Thursday, October 2, 2014

PPD

   Lately I feel myself slipping away. And what's sad is that I knew I felt it coming. I saw it. Like the sky was a clear blue when all of a sudden dark storm clouds came slowly rolling in until they blocked the blue sky and the bright yellow sun. That about sums up my feelings. 
   I didn't realize my postpartum was here until last Saturday. And what set it off is completely stupid. Alex and I had a date night and my mom came to my home to watch the boys. Well even though she didn't need to she wanted to help clean up a little and do a load of laundry. (I HATE laundry) Well come to find out the next day was that some of my clothes had been put into the dryer when they should have been hung up to air dry. Of course my mom didn't know this. Don't get me wrong I am SO grateful for her and absolutely everything she does/has done for me. But finding out that a few of my clothes had been shrunk just set me off. 
   I really didn't realize how bad I felt about myself and my body until that exact moment. After I had Grayson I felt like I had some sort or awakening. I LOVED my body! I accomplished a huge feat of delivering an almost 9 pound baby naturally. Who wouldn't love their body after doing something like that? I'm not even sure when that feeling started slipping from me. I wish I still felt that way. I felt beautiful and confident! I don't feel that way anymore..
   Last week made me really see that reality of body. I'm overweight. I'm obese. Fat. Chubby. Unattractive. I feel all of these things. And yet I find it so hard to get back into going running. I used to love running! I'd go in the mornings, evenings and when I had too much on my mind. 

  My ward/stake started playing volleyball. If you know anything about me you know that I love volleyball!! I went to the first game and I realized how slow I am. How out of shape I am. How much I suck. For the first time ever I hated the sport. Something that I found in high school that helped me become fit, healthy and confident, I now hated. 
   But I can't blame the sport. I can't blame anyone but myself. I let myself get this way. Why though? 
   I had the opportunity to see my best friend the other day. Alyssa goes to school in Montana. She got a full ride scholarship to play volleyball!! How exciting is that?! She has pure talent when it comes to volleyball. And I am so proud of her! 
   She came to Utah to play West Minister. Watching her play made me think back to high school. And it made me miss her so much. I didn't realize how much I missed her until I saw her. We met in junior high and would play volleyball during lunch in the gym. She was my best friend is high school.  She understood me, she loved me! She's my sister. Through thick and think she's been there for me. I can only hope I have been the same to her.
 
Back to my original thoughts:
Postpartum depression can begin any time during the first two months after you give birth.

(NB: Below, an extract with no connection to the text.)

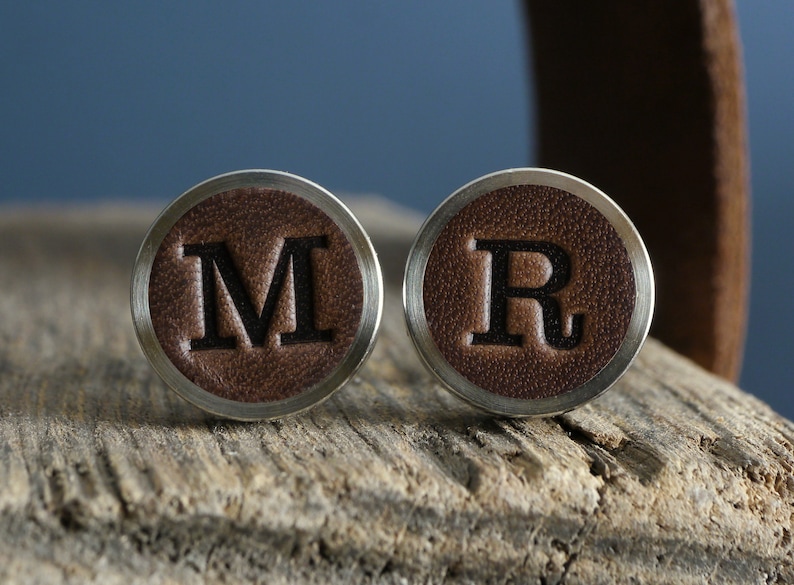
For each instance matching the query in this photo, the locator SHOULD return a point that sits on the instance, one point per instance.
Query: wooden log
(674, 476)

Symptoms may include:
  • Irritability or hypersensitivity
  • Difficulty concentrating
  • Anxiety and worry
  • Crying or tearfulness
  • Anger
  • Negative feelings such as sadness, hopelessness, helplessness, or guilt
  • Loss of interest in activities you usually enjoy
  • Difficulty sleeping (especially returning to sleep)
  • Fatigue or exhaustion
  • Changes in appetite or eating habits
  • Headaches, stomachaches, muscle or backaches

Everything. I've experienced everything listed above. I'm experiencing them as I type this. And when I get this way my emotions are very intense. Too much for me to handle most times.

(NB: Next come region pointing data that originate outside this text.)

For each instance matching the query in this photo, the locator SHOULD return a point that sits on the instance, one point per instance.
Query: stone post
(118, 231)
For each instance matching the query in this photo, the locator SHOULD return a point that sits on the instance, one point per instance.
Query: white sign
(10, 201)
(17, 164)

So what now? I know I have a problem. I've admitted it and I've come to accept it. So now it's time for me to get help. I think some people would find shame in admitting when they need help. But my family is so so important to me. How can I be there for them and their needs if I can't even help myself? In order to be a good mother and wife I need to be healthy.
Now is the time for me to make a change. Changes really. I want to be healthy! I want to be there for my boys. They're the most important people in my life. I'm devoted to them. I love them. But I also love myself so changes are coming. Now.